AOC Responds After Socialist Wins House Primary

Rep. Alexandria Ocasio-Cortez is celebrating after another socialist-backed candidate scored a major victory in a Democratic U.S. House primary Tuesday night.

Melat Kiros, a 29-year-old socialist, defeated 30-year incumbent Rep. Diana DeGette in a deep-blue House district anchored in Denver, Colorado, marking another major win for the Democratic Party’s far-left wing.

The result comes just days after a slate of socialist candidates won Democratic primaries in New York City, giving the Democratic Socialists of America another sign that its influence inside the party is growing.

After the race was called, Kiros framed the victory as part of a larger political movement.

“Denver voters of all ages, of all races, of all religions sent a clear message: we will not wait… We won tonight, but this is about something so much bigger than this moment… This is a movement. And we are just getting started,” she said.

During the campaign, Kiros praised Ocasio-Cortez as one of the figures who helped inspire her political approach.

“AOC and Summer Lee, I think those two have really done an incredible job of highlighting the cause for a lot of the failure to deliver for working people in the country,” Kiros said.

The DSA had openly hoped DeGette’s defeat would prove the socialist left’s momentum was spreading beyond New York.

“Today, the East Coast, next week the Mountain West,” the DSA wrote in a social media post last week.

If Kiros wins the general election in November, she is expected to align with the far-left group known as the Squad and become one of a small but growing number of open socialists in the House.

Kiros, who was born in Ethiopia, ran an insurgent campaign against DeGette, a longtime incumbent who was already considered a progressive Democrat.

Her campaign was also boosted by controversial socialist streamer Hasan Piker, who has said Hamas is “a thousand times better” than Israel and has praised the Chinese Communist Party.

Kiros’ past statements on Israel, Hamas, and U.S. foreign policy became a major flashpoint in the race.

In 2023, Kiros, a PhD student and lawyer, was fired from a New York firm after publishing an open letter arguing that pro-Palestinian student protesters calling for the elimination of Israel were not antisemitic and appearing to endorse Hamas.

Kiros has also suggested that the United States bore responsibility for the conditions that led to 9/11.

“Inevitable in the sense that we destabilized a lot of the Middle East that forced people to believe that another act of violence was the only response,” Kiros told 9News when asked if she believed the terror attack was “the inevitable consequence of American foreign policy.”

“And again, just like I said before, our responsibility is to get rid of those conditions that lead to violence in the first place,” Kiros continued.

She also described the Oct. 7, 2023 attacks against Israel as the “inevitable consequence of apartheid.”

Kiros later declined to call the firebombing of protesters in Boulder who were calling for the release of hostages held by Hamas in Gaza antisemitic.

“I don’t know what was in the heart of the perpetrator,” Kiros told Colorado’s 9News in a recent television interview. “All I know is that he went and attacked innocent people because of what they might have believed.”

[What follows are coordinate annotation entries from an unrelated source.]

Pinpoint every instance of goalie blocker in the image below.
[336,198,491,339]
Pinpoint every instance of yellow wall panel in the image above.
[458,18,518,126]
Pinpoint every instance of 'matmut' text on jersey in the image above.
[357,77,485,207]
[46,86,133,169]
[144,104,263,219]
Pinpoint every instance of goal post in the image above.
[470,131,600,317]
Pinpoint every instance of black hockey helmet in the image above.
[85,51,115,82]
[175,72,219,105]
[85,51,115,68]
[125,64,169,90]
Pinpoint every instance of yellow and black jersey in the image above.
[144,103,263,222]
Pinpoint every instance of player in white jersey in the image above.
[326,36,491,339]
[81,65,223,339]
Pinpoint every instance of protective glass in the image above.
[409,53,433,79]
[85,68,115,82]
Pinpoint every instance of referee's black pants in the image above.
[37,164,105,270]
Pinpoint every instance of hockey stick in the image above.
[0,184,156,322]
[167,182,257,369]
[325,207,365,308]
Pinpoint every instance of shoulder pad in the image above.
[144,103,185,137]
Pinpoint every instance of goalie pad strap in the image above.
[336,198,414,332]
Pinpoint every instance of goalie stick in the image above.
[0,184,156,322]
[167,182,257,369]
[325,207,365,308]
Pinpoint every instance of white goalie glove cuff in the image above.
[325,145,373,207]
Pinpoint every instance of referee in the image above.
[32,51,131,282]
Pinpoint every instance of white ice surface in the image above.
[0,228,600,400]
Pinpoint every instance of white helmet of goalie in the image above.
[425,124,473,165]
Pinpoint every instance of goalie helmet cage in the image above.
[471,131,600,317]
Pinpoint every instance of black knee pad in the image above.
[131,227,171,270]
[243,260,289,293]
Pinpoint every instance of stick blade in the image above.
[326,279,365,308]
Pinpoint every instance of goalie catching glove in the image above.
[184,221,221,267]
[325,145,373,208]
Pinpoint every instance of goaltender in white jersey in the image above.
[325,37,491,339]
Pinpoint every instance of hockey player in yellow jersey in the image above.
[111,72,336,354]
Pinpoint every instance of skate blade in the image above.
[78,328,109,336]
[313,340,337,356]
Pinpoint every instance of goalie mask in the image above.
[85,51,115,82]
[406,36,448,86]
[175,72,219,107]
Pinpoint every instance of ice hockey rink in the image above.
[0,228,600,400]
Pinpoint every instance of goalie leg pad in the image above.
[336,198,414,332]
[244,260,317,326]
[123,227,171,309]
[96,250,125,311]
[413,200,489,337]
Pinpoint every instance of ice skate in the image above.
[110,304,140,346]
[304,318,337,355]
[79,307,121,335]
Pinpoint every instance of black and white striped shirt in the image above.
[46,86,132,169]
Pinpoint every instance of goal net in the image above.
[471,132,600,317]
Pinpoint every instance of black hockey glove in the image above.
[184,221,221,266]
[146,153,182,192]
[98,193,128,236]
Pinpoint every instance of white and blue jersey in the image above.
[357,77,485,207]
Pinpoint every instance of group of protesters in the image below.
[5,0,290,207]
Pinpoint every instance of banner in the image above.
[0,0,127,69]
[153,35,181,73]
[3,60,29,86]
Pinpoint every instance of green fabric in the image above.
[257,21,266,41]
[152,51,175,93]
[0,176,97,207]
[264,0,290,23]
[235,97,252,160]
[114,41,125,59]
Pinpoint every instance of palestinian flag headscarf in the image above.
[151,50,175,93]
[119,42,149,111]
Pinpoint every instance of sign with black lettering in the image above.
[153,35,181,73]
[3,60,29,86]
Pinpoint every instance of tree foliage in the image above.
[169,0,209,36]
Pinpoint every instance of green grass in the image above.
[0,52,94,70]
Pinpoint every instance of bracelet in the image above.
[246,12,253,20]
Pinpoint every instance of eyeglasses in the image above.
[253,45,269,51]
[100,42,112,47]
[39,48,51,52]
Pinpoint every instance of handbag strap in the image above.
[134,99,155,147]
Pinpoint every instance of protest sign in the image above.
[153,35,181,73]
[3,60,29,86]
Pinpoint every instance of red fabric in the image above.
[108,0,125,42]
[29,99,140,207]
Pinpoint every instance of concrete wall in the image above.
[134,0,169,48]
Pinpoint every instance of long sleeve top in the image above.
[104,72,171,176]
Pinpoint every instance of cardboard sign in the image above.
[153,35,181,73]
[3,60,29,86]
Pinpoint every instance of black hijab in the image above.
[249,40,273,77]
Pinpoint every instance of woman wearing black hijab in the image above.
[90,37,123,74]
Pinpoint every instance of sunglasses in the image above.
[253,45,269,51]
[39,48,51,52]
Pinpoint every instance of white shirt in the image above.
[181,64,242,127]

A June 2025 bipartisan resolution condemned the Boulder attack as part of a “rise in ideologically motivated attacks on Jewish individuals.”

Every present lawmaker supported the resolution except Rep. Rashida Tlaib, D-Mich., and Rep. Thomas Massie, R-Ky., who voted present.

For conservatives, Kiros’ victory is another warning sign that the socialist left is no longer operating on the margins of the Democratic Party.

DeGette was not a conservative Democrat.

She was a long-serving progressive incumbent.

Yet even that was not enough to protect her from a challenger backed by the DSA, praised by AOC-aligned activists, and amplified by far-left online influencers.

The result will likely strengthen Republican arguments heading into the midterms that Democrats are being pulled further left by candidates who are hostile to Israel, skeptical of American foreign policy, supportive of massive government expansion, and eager to remake the party from within.

Ocasio-Cortez’s celebration of the result also comes as speculation continues about her own national ambitions.

Earlier this month, she did not rule out a 2028 presidential run when asked by Fox News.

“Could I be president?” Ocasio-Cortez said. “Could I not be president? Maybe, maybe not.”

She argued that achieving universal health care would matter more than holding any particular title, including the presidency.

Ocasio-Cortez has repeatedly tried to frame her political future around policy outcomes rather than personal ambition.

But with socialist candidates now winning primaries from New York to Colorado, her influence inside the Democratic Party is becoming harder to ignore.

The Squad was once treated as a loud but limited faction.

Now, its ideological allies are knocking off long-time incumbents.

For Democrats, that means a growing internal power struggle.

For Republicans, it means a clear campaign message: the socialist left is expanding, and the Democratic establishment is failing to stop it.